The nation's big banks are writing death plans — living wills that spell out how, in a future crisis, they could be safely dismantled. The idea is that the death plans will help avoid another government bailout of the banks.
"You're technically writing your own funeral, down to the color of the flowers" says Dolores Atallo.
Atallo is part of the living wills team at the consulting firm Deloitte. She shows up to our interview wearing all black, and jokes that she moonlights as an undertaker.
"The regulators are your funeral directors," she says. "They tell you how you're going to be unwound and then they stand over there and say, 'I'm very sorry for your loss.' "

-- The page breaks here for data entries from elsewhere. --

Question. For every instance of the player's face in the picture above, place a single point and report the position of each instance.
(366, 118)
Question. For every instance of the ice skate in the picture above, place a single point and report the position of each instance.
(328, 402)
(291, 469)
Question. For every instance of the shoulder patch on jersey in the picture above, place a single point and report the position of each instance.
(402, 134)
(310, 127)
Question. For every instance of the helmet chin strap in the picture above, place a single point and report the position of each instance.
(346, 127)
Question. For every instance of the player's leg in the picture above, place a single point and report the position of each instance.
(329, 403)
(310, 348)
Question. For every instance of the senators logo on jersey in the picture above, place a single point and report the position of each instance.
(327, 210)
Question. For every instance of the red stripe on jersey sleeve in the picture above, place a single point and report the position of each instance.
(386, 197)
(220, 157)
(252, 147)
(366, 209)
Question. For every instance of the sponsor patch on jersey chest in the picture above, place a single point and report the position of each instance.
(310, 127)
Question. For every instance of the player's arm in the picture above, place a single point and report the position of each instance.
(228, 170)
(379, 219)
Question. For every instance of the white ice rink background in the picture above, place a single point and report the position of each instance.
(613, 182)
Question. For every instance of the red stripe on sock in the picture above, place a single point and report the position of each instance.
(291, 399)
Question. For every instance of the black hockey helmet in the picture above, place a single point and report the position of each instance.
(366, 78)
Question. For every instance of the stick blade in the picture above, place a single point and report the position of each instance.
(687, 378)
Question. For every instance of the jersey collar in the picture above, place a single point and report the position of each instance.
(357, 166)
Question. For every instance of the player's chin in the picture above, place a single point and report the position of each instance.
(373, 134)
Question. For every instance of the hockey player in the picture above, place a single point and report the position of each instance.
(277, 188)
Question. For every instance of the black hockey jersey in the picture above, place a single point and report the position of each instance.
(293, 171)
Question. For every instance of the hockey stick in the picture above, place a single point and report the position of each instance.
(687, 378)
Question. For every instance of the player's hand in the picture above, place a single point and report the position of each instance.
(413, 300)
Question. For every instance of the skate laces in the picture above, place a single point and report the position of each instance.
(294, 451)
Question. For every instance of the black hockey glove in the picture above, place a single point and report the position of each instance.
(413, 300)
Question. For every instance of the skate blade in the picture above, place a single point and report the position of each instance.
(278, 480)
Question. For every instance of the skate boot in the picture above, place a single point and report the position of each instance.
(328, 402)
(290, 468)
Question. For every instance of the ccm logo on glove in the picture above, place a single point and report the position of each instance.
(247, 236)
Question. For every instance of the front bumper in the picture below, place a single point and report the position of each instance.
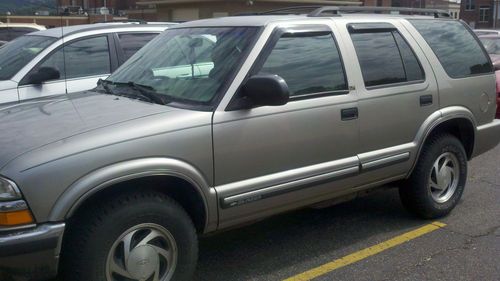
(31, 254)
(487, 137)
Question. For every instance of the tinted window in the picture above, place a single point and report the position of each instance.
(379, 58)
(174, 65)
(55, 60)
(87, 57)
(457, 50)
(412, 66)
(132, 42)
(17, 53)
(491, 44)
(83, 58)
(309, 64)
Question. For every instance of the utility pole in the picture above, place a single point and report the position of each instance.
(495, 16)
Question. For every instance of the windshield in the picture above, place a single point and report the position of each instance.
(19, 52)
(190, 65)
(492, 45)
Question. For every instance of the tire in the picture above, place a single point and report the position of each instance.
(420, 194)
(95, 241)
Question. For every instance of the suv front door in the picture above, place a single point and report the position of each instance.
(272, 158)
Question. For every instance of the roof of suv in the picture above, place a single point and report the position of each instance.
(69, 30)
(28, 25)
(331, 12)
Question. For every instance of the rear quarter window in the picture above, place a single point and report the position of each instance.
(457, 49)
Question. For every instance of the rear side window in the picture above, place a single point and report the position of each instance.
(309, 63)
(385, 58)
(133, 42)
(456, 48)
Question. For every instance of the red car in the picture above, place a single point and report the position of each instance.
(492, 45)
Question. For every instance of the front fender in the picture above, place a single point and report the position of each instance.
(107, 176)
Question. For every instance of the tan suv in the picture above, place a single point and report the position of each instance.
(221, 122)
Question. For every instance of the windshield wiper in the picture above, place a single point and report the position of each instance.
(146, 91)
(141, 91)
(106, 87)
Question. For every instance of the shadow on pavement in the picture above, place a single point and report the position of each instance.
(268, 249)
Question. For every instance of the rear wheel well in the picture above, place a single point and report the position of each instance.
(176, 188)
(461, 128)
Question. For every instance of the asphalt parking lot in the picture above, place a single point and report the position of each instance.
(466, 248)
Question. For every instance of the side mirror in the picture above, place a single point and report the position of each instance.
(42, 75)
(270, 90)
(496, 66)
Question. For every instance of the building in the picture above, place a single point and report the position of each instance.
(94, 6)
(185, 10)
(480, 13)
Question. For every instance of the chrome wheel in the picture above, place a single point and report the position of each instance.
(146, 252)
(444, 178)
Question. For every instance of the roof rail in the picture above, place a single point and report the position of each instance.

Each bank is now responsible for proving — in detail — that in a crisis situation it could fail without bringing down the financial system. In the case of giant banks, this is ridiculously complicated.
"It's like looking at a bowl of spaghetti and saying, 'Do you know how many strings of pasta are in this bowl?' " Atallo says. "And that's a question the banks need to be able to answer."
That's just the bank side. Now imagine you are the relatively small government agency that will have to actually execute that living will. Sell the bank's assets. Close it down. Insure the depositors.
I watched one living wills meeting at the Federal Deposit Insurance Corporation where more than 20 people spent at least 15 minutes just discussing this one question: If the government took over a huge bank to wind down operations, who would be in charge?
It is reasonable to assume that these living will documents will never actually be used. When it comes down to the wire, the government will bail out the big banks. The government will once again make an exception.
Even if that's true though, Dolores Atallo says planning for death is an incredibly useful exercise. You learn things. You find things in the basement that have no business being there.
"There are legal entities that exist for no reason at financial institutions because they existed for a purpose that people forgot about and its on the books," she says.
At the very least, planning for the end is an interesting thought experiment. An enormous institution can take a good look at itself and ask: Do things really need to be this way? Thinking about death sometimes changes the way you decide to live.